Think Alfred Hitchcock and sharp images flash to mind.
For Psycho viewers it’s the spectacle of Janet Leigh, wide-eyed before the rip of a knife down her shower curtain. For fans of The Birds it’s the instance when Tippi Hedron is slashed in the bedroom with razor-sharp beaks.
At the time of release most movie watchers agreed each image was gripping – for some, terrifying.
More powerful though is the fact that some 40-odd years since their creation the images remain haunting.
The reason is of course that Hitchcock’s movies are about much more than a collection of horrifying moments. Rather, it’s the complex fabric within which Hitchcock envelopes these scenes that is most responsible for the impact – visceral and lasting – of the scenes themselves.
And, it is this Hitchcock fabric that best defines the classic thriller film genre.
One of the most useful ways to examine this fabric is to view it through the matrix of Hitchcock’s “three realities”, a concept proposed by film analyst Jean Douchet.
In an effort to explain Hitchcock’s remarkable ability to fully engage his audience, Douchet suggests Hitchcock often strives to unveil reality in three ways.
He says the first reality Hitchcock establishes is that of the everyday world, one immediately recognisable by the spectator.
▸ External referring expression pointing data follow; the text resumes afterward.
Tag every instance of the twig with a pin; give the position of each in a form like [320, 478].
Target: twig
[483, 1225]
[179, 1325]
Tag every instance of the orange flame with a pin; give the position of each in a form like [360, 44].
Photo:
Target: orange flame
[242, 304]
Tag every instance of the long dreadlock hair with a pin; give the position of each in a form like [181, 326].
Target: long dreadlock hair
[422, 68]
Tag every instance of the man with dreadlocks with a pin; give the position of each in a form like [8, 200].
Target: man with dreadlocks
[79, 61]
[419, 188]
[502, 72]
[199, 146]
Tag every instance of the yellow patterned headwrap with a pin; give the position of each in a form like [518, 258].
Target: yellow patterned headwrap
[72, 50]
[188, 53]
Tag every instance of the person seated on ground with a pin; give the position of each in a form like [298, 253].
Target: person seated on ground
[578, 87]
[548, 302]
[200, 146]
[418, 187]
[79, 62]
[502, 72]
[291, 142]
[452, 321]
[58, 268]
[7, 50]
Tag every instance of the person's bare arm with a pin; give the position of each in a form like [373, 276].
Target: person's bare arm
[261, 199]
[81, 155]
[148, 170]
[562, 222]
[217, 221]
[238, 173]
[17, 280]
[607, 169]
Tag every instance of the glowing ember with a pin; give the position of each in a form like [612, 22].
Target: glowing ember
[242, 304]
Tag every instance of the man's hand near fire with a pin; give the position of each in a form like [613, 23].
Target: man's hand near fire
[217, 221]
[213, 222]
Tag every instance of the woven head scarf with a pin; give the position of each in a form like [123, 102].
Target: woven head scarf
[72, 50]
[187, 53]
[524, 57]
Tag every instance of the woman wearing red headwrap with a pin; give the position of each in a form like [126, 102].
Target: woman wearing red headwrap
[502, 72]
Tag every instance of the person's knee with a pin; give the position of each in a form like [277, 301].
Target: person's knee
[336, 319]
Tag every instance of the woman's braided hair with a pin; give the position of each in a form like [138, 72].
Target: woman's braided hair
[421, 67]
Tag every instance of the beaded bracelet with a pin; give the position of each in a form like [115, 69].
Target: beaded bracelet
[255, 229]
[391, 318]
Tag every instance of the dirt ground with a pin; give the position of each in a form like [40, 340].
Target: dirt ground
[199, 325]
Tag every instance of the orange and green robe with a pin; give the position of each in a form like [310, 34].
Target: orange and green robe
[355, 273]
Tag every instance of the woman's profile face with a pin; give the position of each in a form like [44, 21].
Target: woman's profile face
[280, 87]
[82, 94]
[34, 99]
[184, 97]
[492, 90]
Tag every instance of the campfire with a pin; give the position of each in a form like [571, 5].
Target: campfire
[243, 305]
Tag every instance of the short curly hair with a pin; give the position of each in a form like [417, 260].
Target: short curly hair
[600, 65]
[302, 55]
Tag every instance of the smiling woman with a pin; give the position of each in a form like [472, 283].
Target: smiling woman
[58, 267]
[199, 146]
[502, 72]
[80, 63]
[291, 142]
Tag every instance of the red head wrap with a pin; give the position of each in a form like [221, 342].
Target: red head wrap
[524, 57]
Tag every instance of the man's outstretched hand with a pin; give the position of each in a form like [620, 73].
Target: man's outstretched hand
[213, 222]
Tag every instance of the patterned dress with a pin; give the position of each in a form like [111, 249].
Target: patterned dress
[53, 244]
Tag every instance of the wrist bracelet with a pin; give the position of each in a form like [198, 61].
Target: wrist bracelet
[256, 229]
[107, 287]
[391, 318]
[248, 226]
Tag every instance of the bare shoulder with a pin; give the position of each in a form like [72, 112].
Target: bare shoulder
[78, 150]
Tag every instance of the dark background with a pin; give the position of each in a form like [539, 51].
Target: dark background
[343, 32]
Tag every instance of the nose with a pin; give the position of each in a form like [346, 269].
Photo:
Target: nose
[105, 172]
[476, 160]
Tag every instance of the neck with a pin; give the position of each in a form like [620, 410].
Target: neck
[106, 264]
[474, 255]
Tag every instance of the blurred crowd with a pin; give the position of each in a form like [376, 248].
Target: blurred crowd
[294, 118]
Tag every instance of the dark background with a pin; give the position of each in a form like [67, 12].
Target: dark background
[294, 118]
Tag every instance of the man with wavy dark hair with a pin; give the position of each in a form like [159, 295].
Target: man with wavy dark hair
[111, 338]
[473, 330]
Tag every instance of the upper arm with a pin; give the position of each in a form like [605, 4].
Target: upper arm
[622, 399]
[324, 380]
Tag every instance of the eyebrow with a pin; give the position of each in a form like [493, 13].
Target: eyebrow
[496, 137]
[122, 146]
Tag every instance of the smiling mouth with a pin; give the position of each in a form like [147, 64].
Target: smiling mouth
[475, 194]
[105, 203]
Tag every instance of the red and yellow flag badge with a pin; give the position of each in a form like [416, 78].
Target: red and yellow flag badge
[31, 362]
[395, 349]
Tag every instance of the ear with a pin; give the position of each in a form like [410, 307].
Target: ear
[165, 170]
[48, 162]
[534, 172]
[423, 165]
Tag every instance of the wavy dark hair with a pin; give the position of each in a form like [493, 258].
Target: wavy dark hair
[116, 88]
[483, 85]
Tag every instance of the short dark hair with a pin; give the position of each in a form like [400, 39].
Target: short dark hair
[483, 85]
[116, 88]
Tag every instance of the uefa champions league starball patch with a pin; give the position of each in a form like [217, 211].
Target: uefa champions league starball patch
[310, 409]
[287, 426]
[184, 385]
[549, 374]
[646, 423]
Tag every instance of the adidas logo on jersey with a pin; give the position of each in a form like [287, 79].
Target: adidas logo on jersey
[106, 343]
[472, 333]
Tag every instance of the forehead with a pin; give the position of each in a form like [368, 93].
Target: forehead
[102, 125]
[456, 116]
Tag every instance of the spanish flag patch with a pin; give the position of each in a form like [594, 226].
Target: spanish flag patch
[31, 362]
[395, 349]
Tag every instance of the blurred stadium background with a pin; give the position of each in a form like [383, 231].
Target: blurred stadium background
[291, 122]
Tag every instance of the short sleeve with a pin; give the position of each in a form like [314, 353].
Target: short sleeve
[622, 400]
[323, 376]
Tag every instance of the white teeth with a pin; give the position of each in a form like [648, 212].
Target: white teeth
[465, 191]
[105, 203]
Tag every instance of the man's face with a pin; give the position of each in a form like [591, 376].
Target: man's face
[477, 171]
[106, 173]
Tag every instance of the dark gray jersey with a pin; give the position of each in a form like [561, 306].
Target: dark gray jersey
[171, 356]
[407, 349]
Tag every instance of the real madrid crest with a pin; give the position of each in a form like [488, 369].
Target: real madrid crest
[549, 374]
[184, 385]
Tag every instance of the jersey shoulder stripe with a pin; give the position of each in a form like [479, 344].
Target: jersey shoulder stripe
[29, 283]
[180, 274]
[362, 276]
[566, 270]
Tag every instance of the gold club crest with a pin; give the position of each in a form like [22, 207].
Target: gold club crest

The second is the reality of desire where the audience interprets the world according to its own emotional and psychological biases; essentially the audience sees what it wants to see. The third reality is the intellectual world, the space in which the audience seeks to rationalise events.
It’s a matrix neatly summarised, as noted by Douchet, in the opening credit sequence of Hitchcock’s 1954 film Rear Window – the key example, for this essay, of Hitchcock’s work.
The credits show three blinds slowing rising to reveal a grouping of urban apartments.
Behind the first blind we are introduced to a familiar world. As the second blind lifts so too does our desire to see beyond, to know...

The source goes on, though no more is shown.